With a grim expression, Margaret takes off her pinny, picks up her music and throws it in her handback, further down the table, collects her coat and departs through the kitchen door, leaving what passes for food in this pre-packaged era sitting there, mocking me in silence.

With a roar of rage I use one walking stick to swipe at the packages.  One hits the wall and bursts open; the other flops upside down on the floor.

I look down towards where it landed and spot Margaret’s small, pink compact lying nearby, forgotten in her haste.  The kitchen lights glare in the mirror.  With no little effort, I bend down and pick it from the floor, flopping on to the nearest seat in order to inspect this plastic trinket.  I have not used makeup since I was a teenager, so why a cook should want it while working I have not the faintest idea.
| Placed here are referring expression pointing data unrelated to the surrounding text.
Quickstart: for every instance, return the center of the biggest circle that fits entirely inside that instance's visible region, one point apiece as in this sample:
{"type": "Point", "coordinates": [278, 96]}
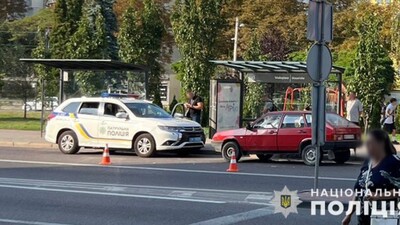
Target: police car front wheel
{"type": "Point", "coordinates": [68, 142]}
{"type": "Point", "coordinates": [145, 145]}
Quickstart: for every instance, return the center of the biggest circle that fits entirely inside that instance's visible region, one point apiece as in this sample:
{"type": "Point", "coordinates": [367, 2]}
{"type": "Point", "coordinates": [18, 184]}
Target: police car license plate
{"type": "Point", "coordinates": [195, 139]}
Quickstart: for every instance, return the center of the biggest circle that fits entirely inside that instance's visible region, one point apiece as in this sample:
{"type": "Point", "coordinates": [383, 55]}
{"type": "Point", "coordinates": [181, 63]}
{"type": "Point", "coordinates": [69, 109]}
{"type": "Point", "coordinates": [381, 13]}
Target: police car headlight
{"type": "Point", "coordinates": [170, 129]}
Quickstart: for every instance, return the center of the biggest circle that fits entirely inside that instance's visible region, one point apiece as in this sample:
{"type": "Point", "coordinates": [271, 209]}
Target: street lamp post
{"type": "Point", "coordinates": [236, 38]}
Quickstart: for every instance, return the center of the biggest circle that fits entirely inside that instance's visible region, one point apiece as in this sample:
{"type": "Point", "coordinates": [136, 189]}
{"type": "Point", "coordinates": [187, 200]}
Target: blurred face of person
{"type": "Point", "coordinates": [189, 95]}
{"type": "Point", "coordinates": [375, 149]}
{"type": "Point", "coordinates": [352, 96]}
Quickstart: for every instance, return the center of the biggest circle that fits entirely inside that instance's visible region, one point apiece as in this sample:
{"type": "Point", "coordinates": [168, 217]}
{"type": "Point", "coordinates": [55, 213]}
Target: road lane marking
{"type": "Point", "coordinates": [239, 217]}
{"type": "Point", "coordinates": [176, 170]}
{"type": "Point", "coordinates": [120, 186]}
{"type": "Point", "coordinates": [241, 197]}
{"type": "Point", "coordinates": [111, 194]}
{"type": "Point", "coordinates": [29, 222]}
{"type": "Point", "coordinates": [184, 194]}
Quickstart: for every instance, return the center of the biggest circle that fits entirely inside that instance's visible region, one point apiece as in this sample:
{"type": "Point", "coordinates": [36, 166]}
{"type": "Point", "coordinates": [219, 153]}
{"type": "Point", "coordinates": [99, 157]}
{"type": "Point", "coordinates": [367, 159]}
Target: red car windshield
{"type": "Point", "coordinates": [334, 120]}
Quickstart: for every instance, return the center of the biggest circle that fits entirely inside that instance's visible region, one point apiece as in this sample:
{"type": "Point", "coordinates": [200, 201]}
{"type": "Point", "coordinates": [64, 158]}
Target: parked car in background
{"type": "Point", "coordinates": [289, 132]}
{"type": "Point", "coordinates": [36, 105]}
Clamping shut the shell I look at the exterior with disdain. I am tempted to throw this plastic and smash it, but I know that powder would fly everywhere. It would make more sense to slip it in the nearest waste bin and contact Emily to see if bringing in some dinner is possible, but I am aware of my own state of heightened emotion, and I am aware why I am in this state.

With trembling fingers I open the compact and examine what I see: a well-used trough containing sandy-coloured powder, topped with a puff with which to apply it.  And above, a small round mirror, speckled with powder.  

Barely able to keep tears from flowing, I raise the mirror and look at my face.  The twisted, distorted mess of features stares back at me.  Small wonder my parents rejected me, my siblings tried to leave me out, why nobody wants to visit me.  I am not lonely through choice, only because I am naturally hideous, and people only want beauty.  I do not want to be called the elephant woman ever again.

Using my sticks for leverage, I raise myself to my feet and discard the compact.  With no little exertion, I make my way back towards the library.  

I think it is time to play the piano again.  Yes, definitely, a sonata, Beethoven of course. The Appassionata, first movement.  That is the one.